Red flag laws are surely intended to protect the health and safety of the community. On the other hand red flag laws are distinguished because the owner is not prohibited from using his property for specified purposes, he is actually ordered to surrender the property for a period of time. His control and use of the property for lawful purposes is disturbed and his right to dispose of the property is abridged, albeit not necessarily permenantly.

Another point of distinction between these cases and red flag laws is the official who causes the “taking”. In all of the cases I can find, it is a political branch. In red flag cases, it is a judge.

This raises a complicated philosophical question. Do state judges establish and abridge property rights - do they make common law - or do they merely find whether a property right exists at common law? If a judge issues a protective order for me to surrender all firearms &c, did the judge take away my right to use my property for lawful purposes, or did the judge find that in my present state I have no right to use this property? If it is the former, I would call it a taking.

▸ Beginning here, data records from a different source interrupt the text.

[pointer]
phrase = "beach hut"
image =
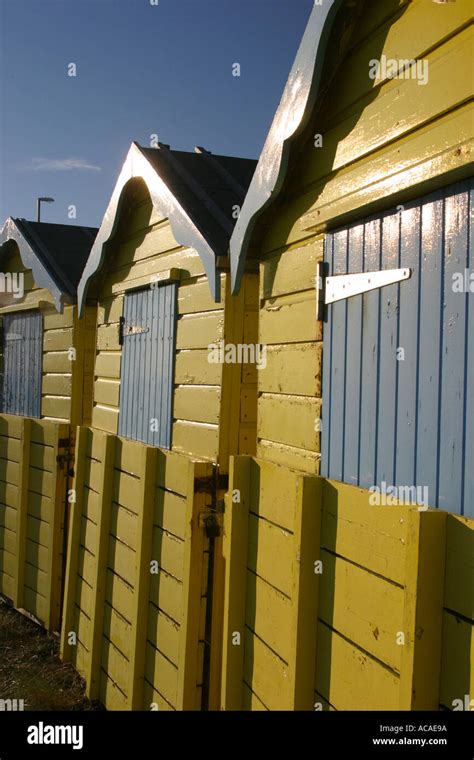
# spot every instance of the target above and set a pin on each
(42, 340)
(45, 388)
(359, 215)
(159, 273)
(174, 396)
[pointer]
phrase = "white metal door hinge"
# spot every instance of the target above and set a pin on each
(342, 286)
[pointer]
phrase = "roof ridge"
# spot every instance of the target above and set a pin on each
(211, 159)
(197, 189)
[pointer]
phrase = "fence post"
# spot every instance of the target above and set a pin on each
(22, 512)
(105, 486)
(194, 540)
(306, 551)
(235, 551)
(141, 595)
(423, 610)
(58, 507)
(73, 544)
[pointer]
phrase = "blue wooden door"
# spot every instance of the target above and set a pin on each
(22, 335)
(147, 373)
(398, 375)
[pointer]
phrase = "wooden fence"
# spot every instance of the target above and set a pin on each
(457, 678)
(137, 571)
(33, 495)
(332, 603)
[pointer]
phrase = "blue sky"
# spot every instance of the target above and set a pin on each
(141, 69)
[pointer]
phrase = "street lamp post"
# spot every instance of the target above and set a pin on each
(44, 199)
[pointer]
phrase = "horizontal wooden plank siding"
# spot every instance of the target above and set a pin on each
(363, 164)
(64, 375)
(32, 515)
(457, 669)
(370, 578)
(135, 574)
(209, 414)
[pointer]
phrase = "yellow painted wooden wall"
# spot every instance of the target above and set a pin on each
(457, 681)
(66, 385)
(372, 627)
(138, 630)
(32, 512)
(383, 141)
(210, 399)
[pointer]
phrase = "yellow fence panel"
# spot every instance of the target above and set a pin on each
(136, 575)
(33, 495)
(334, 603)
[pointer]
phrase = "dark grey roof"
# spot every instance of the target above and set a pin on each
(207, 186)
(196, 191)
(63, 249)
(55, 253)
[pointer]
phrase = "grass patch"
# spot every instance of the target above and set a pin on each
(30, 668)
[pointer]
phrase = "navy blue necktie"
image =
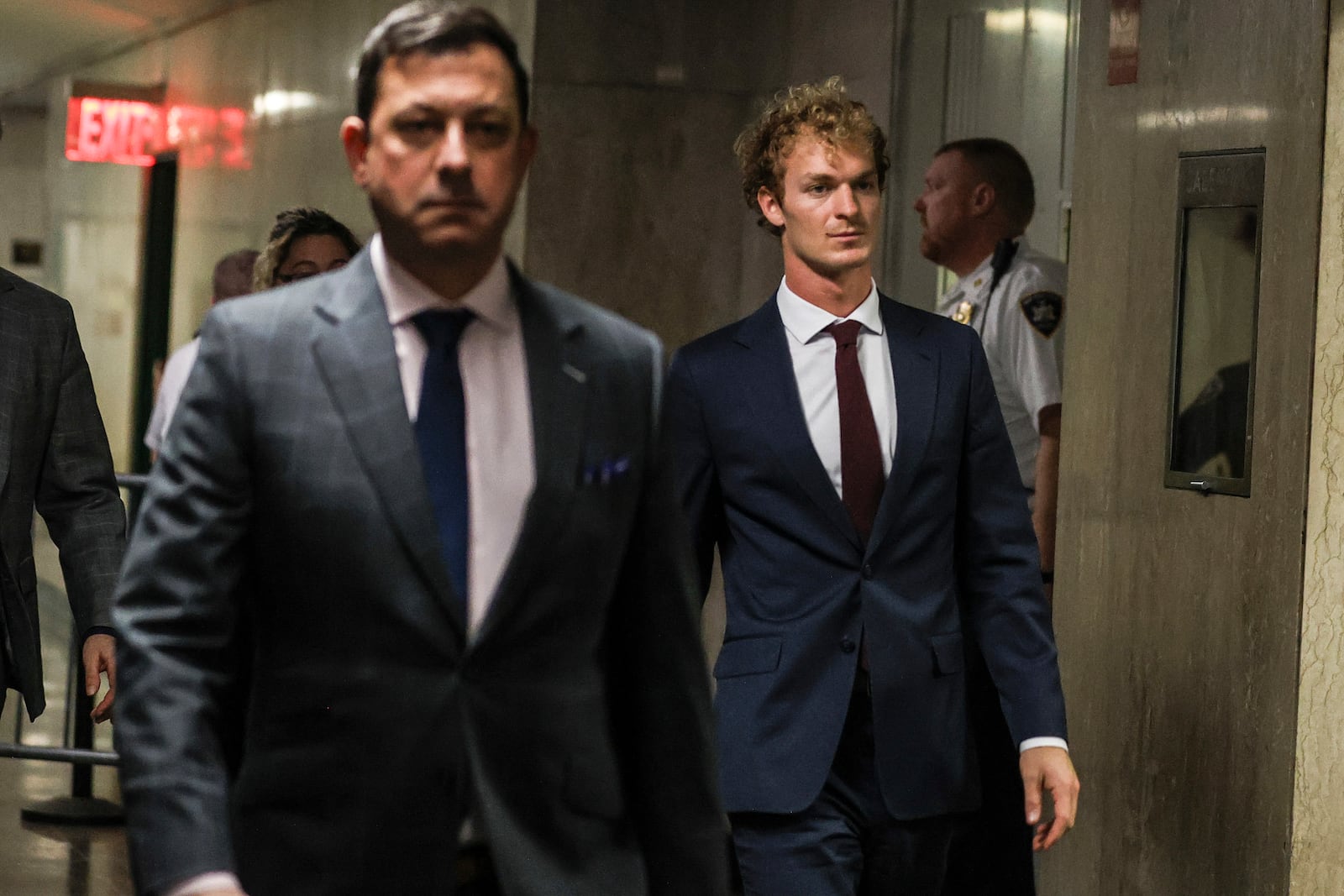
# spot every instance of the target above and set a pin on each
(441, 432)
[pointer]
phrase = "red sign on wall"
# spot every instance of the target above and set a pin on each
(131, 132)
(1124, 43)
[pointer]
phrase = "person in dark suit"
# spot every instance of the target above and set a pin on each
(53, 457)
(409, 607)
(848, 459)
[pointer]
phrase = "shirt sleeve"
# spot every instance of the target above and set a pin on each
(206, 883)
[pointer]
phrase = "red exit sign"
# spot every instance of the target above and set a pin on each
(132, 132)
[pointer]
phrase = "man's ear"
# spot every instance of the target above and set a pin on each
(983, 199)
(354, 137)
(770, 207)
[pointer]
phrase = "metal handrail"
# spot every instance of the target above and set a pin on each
(60, 754)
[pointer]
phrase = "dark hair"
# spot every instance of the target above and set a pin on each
(291, 224)
(820, 110)
(434, 27)
(1000, 165)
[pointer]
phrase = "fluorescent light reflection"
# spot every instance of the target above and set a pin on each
(280, 102)
(1178, 118)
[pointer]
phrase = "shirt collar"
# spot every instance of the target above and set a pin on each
(491, 300)
(806, 320)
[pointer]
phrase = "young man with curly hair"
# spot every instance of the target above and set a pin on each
(847, 457)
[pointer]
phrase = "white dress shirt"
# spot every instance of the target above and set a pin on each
(501, 461)
(501, 464)
(813, 354)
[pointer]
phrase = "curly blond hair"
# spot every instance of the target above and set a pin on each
(822, 110)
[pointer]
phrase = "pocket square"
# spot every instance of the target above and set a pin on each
(605, 472)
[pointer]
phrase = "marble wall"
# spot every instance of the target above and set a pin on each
(1319, 783)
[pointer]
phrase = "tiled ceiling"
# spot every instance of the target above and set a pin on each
(40, 39)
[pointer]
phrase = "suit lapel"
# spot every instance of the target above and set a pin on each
(558, 392)
(773, 396)
(356, 358)
(8, 349)
(914, 367)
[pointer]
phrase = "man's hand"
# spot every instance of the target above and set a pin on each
(1048, 768)
(100, 654)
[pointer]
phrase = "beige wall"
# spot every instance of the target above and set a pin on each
(307, 46)
(635, 197)
(1178, 614)
(24, 186)
(1014, 80)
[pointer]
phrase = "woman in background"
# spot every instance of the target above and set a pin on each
(304, 242)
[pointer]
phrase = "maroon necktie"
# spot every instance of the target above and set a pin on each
(860, 452)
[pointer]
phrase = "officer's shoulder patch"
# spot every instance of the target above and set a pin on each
(1045, 311)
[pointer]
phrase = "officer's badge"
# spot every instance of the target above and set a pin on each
(1045, 312)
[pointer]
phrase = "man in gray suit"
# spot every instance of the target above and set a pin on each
(53, 456)
(409, 611)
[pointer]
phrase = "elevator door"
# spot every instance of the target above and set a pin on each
(1178, 613)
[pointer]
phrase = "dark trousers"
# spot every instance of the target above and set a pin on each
(475, 872)
(991, 855)
(846, 842)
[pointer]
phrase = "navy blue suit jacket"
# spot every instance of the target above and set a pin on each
(952, 558)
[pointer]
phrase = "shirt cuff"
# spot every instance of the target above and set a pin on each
(206, 883)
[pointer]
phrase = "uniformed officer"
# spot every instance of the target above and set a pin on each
(979, 197)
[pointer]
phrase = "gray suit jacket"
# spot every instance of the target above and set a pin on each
(53, 456)
(299, 700)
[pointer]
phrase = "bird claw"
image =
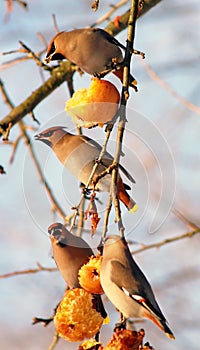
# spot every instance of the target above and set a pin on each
(120, 325)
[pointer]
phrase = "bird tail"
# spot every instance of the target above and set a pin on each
(132, 82)
(162, 324)
(125, 198)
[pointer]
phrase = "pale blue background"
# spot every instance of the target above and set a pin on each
(169, 35)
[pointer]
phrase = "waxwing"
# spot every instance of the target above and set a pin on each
(92, 49)
(70, 252)
(126, 286)
(78, 154)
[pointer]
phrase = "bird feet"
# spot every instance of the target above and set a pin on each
(120, 325)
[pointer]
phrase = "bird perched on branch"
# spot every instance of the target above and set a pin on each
(126, 286)
(78, 154)
(93, 50)
(70, 253)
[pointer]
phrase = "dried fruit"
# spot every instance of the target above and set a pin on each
(76, 317)
(90, 344)
(125, 339)
(89, 275)
(96, 105)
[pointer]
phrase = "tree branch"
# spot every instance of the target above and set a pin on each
(59, 75)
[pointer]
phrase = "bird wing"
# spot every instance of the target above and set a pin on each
(131, 287)
(107, 158)
(110, 38)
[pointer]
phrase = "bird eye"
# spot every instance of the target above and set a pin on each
(48, 134)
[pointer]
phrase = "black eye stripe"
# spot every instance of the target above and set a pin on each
(48, 134)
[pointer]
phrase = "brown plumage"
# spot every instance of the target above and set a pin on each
(78, 154)
(92, 49)
(126, 286)
(70, 253)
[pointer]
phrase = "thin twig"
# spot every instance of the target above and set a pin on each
(96, 164)
(189, 223)
(27, 139)
(54, 341)
(122, 114)
(107, 16)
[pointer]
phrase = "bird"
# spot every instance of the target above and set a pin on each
(78, 154)
(70, 252)
(93, 50)
(126, 286)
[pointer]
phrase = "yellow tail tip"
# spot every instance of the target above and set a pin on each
(170, 335)
(134, 209)
(106, 320)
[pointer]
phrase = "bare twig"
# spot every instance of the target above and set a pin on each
(122, 114)
(34, 56)
(54, 341)
(96, 164)
(64, 72)
(107, 16)
(27, 139)
(55, 23)
(189, 223)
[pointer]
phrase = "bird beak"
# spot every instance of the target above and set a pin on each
(37, 137)
(100, 246)
(47, 59)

If it is the latter, I would not.


  1. Would that make a difference to you at all.
  2. Can I bill you for the time necessary to research that?

That was not my intention. I was talking about banning that results in confiscation.

I just wanted to recognize this detailed, well-researched, well-organized, and clearly-written post. Bravo; we need more posts like this.

Yes, it does make a difference. A state court ruling in CT only applies in CT.

Your blanket statement “No, red flag laws don’t violate the 5th and 6th Amendments.” is incomplete, at best.

I think the ship has long since sailed on “experts” of what the constitution does and does not tell us. The supreme court over the past few decades have shown they can rationalize anything.

We know that no right is without limitation. The question is where those lines are drawn that limit our “freedoms”.

There is no “one” right answer we will all agree on so not sure even “specialists” have a claim to authority on this.

Short answer: no.

The fifth and sixth amendments protect the rights of people against government action without due process. The article you linked to says the red flag laws incorporate due process.

And many pre-seizure hearings happen sans subject. They are unaware of such hearing, they have no opportunity to confront their accuser and impeach their credibility, no right to have counsel present, no chance to testify on their own behalf. The CLEO rep of wherever they live just shows up and seizes their guns. How on Earth is that constitutional, how is that not prime for abuse?

Then some of you naively believe that just because some guns are removed they all have been removed. And spare me the fantasy about registration because that’s not happening anytime soon. Let’s keep to the laws and procedures currently in place. There is no way of knowing if you confiscated all of someones firearms in most of the United States.

And some of you naively believe that removing guns removes the threat. If someones actions and/or language has made them appear to be a threat to themselves or others why are you focusing on one particular tool they may use and not on the person themselves?

“Thank gawd we took all his guns away. When he went off his nut he was forced to use a pick up truck to drive through a crowd and kill 17 people and injure 20.”